Luckily by the next morning, I had my period! It was the first day of what I was hoping was going to be my last period for a long while! At my scan, I was told I had two follicles on one side and maybe three or four on the other. I knew the numbers weren't very good but was assured the drugs would increase those numbers and it only took one good egg! I was shown how to inject myself in the thigh and given a diary of what drugs to inject when and a list of the next few scan dates and times. My mum offered to inject me daily as she had often given my dad injections for a blood disorder he has. Two days left until I started my meds, I was getting excited!


The injections stung and left my head a bit woozy for about 15 minutes after each time, but I didn't mind. Each scan showed the numbers and size of the follicles increasing and before long I heard, we'll scan you again tomorrow and may then book your egg retrieval for Monday! Mum had done most of my injections but in the last few days I'd naturally taken over. It wasn't as hard to inject myself as I'd thought it would be, three shots in my thighs at roughly the same time each day. The one I was nervous about was the trigger shot, as it's called. It has to be given at exactly the right time 36 hours before egg retrieval, a dose of HCG, which is the pregnancy hormone to give those eggs the final push. By now I was feeling bloated and uncomfortable, a bit hormonal, but the HCG shot would likely make me feel sick too.

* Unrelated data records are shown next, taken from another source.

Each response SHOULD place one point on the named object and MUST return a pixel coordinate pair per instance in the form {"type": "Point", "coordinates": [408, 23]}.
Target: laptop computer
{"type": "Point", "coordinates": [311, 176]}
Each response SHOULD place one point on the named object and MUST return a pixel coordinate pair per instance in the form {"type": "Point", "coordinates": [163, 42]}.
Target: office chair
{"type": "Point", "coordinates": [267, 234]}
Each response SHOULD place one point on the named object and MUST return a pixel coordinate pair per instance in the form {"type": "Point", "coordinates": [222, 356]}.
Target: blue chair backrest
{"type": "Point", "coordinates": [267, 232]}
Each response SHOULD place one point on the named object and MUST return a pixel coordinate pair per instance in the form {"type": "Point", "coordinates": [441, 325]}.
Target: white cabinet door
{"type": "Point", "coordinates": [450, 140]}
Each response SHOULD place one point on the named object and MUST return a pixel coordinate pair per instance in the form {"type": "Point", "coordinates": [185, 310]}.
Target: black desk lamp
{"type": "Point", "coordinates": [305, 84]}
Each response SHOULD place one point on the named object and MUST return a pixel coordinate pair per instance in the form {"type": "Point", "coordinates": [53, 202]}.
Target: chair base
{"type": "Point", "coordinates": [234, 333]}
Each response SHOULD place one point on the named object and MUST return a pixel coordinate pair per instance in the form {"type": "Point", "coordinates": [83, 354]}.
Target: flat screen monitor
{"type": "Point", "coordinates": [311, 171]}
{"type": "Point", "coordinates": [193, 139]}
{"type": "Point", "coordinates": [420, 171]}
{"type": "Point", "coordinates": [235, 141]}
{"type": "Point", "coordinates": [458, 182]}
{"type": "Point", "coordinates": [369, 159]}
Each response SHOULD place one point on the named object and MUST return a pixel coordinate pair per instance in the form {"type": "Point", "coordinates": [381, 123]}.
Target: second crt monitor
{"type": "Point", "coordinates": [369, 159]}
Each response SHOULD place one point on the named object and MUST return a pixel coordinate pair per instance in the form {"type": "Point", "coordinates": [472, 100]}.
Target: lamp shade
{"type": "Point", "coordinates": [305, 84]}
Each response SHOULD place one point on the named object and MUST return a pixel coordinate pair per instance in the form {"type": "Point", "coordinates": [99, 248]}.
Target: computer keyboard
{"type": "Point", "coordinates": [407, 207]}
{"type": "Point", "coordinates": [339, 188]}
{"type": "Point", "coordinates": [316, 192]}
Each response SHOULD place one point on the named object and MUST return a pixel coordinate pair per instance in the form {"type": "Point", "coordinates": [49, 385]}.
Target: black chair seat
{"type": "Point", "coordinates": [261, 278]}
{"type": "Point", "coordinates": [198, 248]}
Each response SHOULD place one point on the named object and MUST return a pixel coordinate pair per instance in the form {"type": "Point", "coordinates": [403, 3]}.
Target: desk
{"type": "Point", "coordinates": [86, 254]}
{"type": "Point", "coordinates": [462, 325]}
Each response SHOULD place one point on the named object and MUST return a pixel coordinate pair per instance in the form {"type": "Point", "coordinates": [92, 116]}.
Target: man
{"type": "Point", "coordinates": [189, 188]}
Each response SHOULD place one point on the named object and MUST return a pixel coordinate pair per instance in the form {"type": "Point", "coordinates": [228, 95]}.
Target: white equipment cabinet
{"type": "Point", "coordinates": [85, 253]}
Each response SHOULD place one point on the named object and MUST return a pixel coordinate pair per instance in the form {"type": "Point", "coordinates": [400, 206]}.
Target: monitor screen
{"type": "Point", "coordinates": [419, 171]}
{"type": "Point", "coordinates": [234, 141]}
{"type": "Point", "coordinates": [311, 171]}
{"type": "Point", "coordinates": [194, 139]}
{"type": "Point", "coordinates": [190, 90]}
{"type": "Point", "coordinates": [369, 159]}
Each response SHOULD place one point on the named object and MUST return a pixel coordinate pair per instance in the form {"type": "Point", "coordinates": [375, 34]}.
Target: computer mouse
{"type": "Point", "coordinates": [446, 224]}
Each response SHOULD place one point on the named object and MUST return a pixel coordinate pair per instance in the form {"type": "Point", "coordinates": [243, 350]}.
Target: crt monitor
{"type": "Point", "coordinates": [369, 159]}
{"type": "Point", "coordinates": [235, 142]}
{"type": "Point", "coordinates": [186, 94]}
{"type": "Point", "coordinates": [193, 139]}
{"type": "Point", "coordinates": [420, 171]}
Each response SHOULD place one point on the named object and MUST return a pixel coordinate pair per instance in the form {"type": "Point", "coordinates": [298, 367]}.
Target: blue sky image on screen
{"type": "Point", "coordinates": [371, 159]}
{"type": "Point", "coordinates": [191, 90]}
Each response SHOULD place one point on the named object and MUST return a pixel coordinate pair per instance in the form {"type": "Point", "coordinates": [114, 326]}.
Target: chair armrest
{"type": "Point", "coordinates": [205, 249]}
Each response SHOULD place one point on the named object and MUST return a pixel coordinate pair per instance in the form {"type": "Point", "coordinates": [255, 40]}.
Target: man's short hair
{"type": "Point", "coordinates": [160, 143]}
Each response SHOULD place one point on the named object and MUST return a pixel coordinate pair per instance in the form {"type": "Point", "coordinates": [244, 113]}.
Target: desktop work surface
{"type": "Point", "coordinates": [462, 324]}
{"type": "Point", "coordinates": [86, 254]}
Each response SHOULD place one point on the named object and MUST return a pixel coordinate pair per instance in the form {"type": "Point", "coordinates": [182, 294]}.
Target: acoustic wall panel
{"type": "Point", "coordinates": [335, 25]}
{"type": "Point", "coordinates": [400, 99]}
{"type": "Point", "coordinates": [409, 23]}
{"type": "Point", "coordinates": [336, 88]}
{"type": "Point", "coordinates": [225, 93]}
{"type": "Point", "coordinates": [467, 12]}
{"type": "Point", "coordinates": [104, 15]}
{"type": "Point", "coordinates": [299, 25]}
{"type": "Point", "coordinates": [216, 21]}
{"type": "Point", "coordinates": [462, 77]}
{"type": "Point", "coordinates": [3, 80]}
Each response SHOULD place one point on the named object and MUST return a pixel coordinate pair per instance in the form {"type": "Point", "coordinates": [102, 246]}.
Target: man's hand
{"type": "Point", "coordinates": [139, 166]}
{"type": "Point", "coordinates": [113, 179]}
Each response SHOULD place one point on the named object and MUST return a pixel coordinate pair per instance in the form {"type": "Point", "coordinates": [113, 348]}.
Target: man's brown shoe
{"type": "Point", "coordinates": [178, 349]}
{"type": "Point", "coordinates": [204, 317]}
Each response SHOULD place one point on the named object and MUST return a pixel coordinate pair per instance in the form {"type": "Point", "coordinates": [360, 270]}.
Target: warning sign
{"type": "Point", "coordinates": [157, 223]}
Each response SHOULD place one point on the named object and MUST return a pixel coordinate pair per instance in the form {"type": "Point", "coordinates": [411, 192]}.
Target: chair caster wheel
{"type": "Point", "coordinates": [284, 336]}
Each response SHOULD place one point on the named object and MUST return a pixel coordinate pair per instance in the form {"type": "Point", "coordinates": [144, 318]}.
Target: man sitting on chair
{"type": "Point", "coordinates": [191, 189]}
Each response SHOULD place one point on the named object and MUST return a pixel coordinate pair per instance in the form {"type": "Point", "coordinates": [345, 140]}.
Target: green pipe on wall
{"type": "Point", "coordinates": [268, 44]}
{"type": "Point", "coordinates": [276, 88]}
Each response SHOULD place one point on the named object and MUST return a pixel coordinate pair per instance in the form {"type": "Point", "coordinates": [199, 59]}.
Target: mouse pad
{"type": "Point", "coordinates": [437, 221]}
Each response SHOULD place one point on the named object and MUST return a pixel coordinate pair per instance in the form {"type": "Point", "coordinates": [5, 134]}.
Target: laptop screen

At the next scan, my eggs were still not quite ready. After speaking to the doctor, the nurse had given me the news that I would need a few more days of drugs, and as there wasn't time to order via a prescription, I'd have to pay for them then and there. Only a minor setback, but in my head, I was most worried about when I would find out if I was pregnant or not. I didn't want it looming over Christmas. Officially the clinic doesn't do the first blood test to see if it has worked until 10 days after the embryo transfer, which would be around New Year. I knew I couldn't wait that long, and would probably start testing daily from 4 days past. I'd seen online a lot of people get a positive pregnancy test from that early on, maybe I'd be lucky enough to get it in time for Christmas.


Several more scans later and they booked the retrieval. I was given strict instructions to make sure I had the trigger shot at exactly 8 pm that night. I'd had a blood test that morning in the clinic too, and just as I was leaving to go home the nurse casually came to tell me that some of my levels were a bit off and they may decide to not do a fresh transfer and freeze any embryos instead. They were waiting for confirmation from the London office but said I would receive a call in the morning to confirm. I was devastated, I hadn't even considered this as an option! I was expecting my egg retrieval and then 5 days later my transfer. The nurse assured me if it couldn't go ahead then they would just transfer any frozen embryos in my next cycle. I know I sound like a spoilt brat, but I didn't want to do it next cycle. Apart from the extra money, it was the time that was worrying me. I wanted my BFP (big fat positive test) before Christmas! Also, I hadn't been prepared for the news. I went home feeling despondent. There were so many highs and lows, and every day the plan seemed to change.


That evening mum came to give me my last shot, at exactly 8 o clock. Within about 15

minutes I could feel it, I started to feel sick. I was so glad that mum would be driving me to London this time and we wouldn't be having to catch the train.


The next morning I got the call. My level was fine and I'd be going for my retrieval the next day with my planned embryo transfer 5 days later! Relief washed over me. Thank goodness it was still going ahead. In 6 days I'd hopefully have that precious embryo tucked safely back inside me.